If you were disappointed to hear that Android 13 wouldn't support DNS over HTTPS, I've got some good news. It turns out that Google wasn't going to deploy it as part of a major Android update because (as noted at the time) it could also actually be implemented through a separate Android Mainline/APEX module, which would bring the feature to even more Android hardware, and that's exactly what has happened. Flying in the face of "fragmentation," Google just brought DNS over HTTPS to all Android 11 devices and later, and even some Android 10 devices.

Google announced the feature today on its Security Blog, explaining the benefits (if you weren't already aware of them) as well as the mechanism for how the change has rolled out. If you weren't aware of it, DNS over HTTPS offers some big advantages to your security.

What is DNS over HTTPS?

While you might already be aware of things like HTTPS connections as being a more secure way to browse the internet (thankfully, the default experience almost all the time now), there's actually still a gap in security that happens when you actually navigate to a new site. See, when you visit a web address, you aren't connecting to a string of words. That's not a real address, just an abstraction for the true location you need to connect to — the "domain name" is tied to an IP address.

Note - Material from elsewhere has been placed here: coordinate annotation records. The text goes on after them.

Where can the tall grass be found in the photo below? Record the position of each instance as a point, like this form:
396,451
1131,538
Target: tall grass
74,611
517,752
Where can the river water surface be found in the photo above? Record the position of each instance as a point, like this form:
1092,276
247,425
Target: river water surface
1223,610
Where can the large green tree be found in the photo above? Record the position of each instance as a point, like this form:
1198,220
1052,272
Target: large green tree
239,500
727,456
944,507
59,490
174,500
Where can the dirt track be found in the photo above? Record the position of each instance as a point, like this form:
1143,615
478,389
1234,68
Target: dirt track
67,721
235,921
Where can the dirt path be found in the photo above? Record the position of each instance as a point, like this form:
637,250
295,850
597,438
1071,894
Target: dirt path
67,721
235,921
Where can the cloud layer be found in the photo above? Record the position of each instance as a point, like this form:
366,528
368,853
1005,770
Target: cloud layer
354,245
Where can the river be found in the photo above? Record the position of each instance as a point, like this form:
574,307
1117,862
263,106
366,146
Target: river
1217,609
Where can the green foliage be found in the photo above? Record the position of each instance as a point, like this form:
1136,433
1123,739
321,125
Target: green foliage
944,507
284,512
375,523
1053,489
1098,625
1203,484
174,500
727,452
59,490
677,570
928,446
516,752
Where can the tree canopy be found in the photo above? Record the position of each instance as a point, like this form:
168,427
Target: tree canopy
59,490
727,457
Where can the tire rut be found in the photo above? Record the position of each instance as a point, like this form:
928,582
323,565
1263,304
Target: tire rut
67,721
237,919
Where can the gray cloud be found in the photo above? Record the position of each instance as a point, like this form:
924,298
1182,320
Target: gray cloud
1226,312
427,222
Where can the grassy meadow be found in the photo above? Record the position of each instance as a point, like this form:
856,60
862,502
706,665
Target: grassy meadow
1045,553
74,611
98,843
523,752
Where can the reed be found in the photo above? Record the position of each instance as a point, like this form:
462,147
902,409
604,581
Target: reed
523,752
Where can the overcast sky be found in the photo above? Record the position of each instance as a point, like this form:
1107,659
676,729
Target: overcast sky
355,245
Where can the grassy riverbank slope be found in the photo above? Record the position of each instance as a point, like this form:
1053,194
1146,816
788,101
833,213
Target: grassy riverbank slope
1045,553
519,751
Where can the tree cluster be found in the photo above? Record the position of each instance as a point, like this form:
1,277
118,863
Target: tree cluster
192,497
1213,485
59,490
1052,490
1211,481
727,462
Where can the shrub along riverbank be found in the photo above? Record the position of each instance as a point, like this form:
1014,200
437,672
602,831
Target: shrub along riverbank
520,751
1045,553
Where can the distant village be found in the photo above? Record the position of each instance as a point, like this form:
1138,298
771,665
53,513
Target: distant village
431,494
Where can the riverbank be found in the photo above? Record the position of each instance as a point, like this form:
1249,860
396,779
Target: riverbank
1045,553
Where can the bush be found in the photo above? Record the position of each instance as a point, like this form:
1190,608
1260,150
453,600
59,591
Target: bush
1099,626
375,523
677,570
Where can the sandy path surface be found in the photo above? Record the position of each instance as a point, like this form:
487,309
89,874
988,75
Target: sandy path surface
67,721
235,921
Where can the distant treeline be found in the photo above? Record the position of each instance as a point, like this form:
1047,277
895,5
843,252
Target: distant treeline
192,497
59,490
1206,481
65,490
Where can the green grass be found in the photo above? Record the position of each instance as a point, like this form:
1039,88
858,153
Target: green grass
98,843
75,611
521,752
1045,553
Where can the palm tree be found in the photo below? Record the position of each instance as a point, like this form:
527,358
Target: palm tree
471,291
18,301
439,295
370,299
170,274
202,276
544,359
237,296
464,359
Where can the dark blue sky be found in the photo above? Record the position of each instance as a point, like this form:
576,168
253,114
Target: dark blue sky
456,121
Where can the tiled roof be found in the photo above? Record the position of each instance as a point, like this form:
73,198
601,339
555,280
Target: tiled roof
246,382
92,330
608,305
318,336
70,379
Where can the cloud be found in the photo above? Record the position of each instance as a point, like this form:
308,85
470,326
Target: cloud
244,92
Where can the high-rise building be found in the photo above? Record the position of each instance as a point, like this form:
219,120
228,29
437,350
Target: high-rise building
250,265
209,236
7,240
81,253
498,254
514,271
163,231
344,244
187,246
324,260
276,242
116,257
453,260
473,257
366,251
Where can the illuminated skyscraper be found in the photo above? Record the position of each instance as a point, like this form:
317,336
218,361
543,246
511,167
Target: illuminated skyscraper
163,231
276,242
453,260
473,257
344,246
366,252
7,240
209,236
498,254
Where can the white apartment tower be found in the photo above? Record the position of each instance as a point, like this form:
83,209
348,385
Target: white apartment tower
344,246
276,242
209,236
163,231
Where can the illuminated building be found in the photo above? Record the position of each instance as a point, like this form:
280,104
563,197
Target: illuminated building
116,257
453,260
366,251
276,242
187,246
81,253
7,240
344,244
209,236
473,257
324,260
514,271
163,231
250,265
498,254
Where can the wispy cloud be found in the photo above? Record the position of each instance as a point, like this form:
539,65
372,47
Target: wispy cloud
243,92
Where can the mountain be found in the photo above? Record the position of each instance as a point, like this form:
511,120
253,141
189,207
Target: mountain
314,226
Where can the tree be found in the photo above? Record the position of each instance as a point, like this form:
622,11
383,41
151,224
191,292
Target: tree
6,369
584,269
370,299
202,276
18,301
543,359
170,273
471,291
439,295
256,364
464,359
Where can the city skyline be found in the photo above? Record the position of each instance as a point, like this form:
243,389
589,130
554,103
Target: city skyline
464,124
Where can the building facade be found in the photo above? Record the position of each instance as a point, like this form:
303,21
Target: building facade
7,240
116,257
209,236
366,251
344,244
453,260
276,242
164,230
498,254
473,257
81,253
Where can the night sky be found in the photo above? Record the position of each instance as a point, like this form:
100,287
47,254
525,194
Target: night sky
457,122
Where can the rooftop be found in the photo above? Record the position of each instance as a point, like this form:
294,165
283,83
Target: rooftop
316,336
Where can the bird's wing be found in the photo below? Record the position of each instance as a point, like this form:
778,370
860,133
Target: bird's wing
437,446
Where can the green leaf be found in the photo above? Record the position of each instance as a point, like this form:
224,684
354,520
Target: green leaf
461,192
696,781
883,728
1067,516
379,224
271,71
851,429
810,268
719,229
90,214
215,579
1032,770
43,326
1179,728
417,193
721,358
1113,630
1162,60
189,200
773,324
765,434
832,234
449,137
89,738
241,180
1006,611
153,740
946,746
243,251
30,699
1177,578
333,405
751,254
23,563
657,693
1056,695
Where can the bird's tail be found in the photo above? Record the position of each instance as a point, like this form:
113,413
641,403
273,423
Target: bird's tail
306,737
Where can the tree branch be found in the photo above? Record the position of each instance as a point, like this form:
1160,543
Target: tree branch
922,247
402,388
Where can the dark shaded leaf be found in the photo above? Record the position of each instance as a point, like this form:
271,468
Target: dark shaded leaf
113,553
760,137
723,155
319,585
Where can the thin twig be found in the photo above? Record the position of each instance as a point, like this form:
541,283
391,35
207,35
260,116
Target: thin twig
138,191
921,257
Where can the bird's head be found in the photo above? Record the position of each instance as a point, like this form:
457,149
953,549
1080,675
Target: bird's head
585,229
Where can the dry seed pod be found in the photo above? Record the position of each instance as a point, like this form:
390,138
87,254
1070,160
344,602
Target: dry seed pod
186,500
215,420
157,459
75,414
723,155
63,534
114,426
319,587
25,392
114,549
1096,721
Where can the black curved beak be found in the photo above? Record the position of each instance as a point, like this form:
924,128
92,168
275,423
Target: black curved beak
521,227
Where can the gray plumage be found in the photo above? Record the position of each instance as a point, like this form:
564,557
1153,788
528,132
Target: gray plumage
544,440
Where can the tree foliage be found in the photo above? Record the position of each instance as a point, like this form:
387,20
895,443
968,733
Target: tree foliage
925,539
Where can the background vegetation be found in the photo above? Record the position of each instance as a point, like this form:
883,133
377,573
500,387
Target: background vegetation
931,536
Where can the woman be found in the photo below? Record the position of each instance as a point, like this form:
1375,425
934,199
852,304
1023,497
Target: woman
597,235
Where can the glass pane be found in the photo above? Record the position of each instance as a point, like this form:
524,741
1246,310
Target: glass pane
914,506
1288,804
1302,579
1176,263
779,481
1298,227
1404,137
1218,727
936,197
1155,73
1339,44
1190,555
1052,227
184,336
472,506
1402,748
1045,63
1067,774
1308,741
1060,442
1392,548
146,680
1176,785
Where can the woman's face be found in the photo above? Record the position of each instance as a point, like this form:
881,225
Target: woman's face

Fundamentally, when you type androidpolice.com into your address bar, you're looking up that name in a sort of phone book — that's the DNS system. And, it turns out, DNS queries aren't actually done in a secure method by default, exposing you to things like man-in-the-middle attacks where someone can point you at the wrong place when you ask for an address. There are ways to plug the gaps in security even with this relatively insecure query, but the system still has a "bootstrapping problem," where the chain of trust in any order of operations becomes difficult to establish.

Making these queries in an unencrypted way is also a privacy concern, as someone in the right position could see which sites you're visiting or potentially even interfere with accessing certain ones. Remember back when ISPs used to route domains that didn't resolve to their homepage or ads? This should prevent that, and it can also make a dent against regulatory attempts to block traffic to certain sources, like the UK government's repeated attempts to block adult content.

Android has already supported one method of using DNS over TLS to fix this issue, allowing you to have an encrypted query to a DNS server — and that means you can trust the address that's provided when you ask, assuming you trust the server. That has some benefits and drawbacks. Some companies like Cloudflare have argued that it's slightly less secure since it can't fully disguise DNS queries as regular HTTPS traffic. On top of that, DNS over HTTPS delivers performance improvements and has already been adopted by a lot of DNS operators (including Cloudflare and Google). According to Google's John Wu (the developer originally behind the popular Magisk root solution) the implementation here is even written in Rust — something both security-mindful programmers and Rust enthusiasts will dig.

Now here for Android 11 and later

As mentioned, the feature has been implemented as part of Android's DNS Resolver module, and an update for it has rolled out as part of a recent Google Play system update. According to Google, compatible devices should already support it. While this module was optional in Android 10, according to Esper.io's Mishaal Rahman, it became mandatory in Android 11, so all Google-certified Android 11 devices and later that receive Google Play system updates should be able to use it, and some Android 10 devices that implemented the feature when it was optional may also have it. According to Rahman, it's easy to test by running "cmd device_config get netd_native doh" in an ADB shell (no quotes. If it returns "1," you've got DNS over HTTPS.

If all of this went over your head, the very short version is that Google was able to give the probable vast majority of Android devices in the wild a feature that will let them use the internet even more securely and safely. The feature may not provide many benefits, though, if your DNS server isn't compatible with DNS over HTTPS, but you can forcibly enable your Android device to connect to one by enabling the Secure Private DNS feature (search for "Private DNS" in Settings) selecting "private DNS provider name" and providing either Google or Cloudflare's hostnames.

Screenshot_20220719-165006
  • Cloudflare: cloudflare-dns.com
  • Google: dns.google

(If you try a more targeted hostname like 1dot1dot1dot1.cloudflare-dns.com, that doesn't work for some reason.)

Eventually, this upgraded system should just work without you having to even worry about which DNS server you might be using. For now, the feature is ready; it's on DNS providers to finish rolling out support for DNS over HTTPS.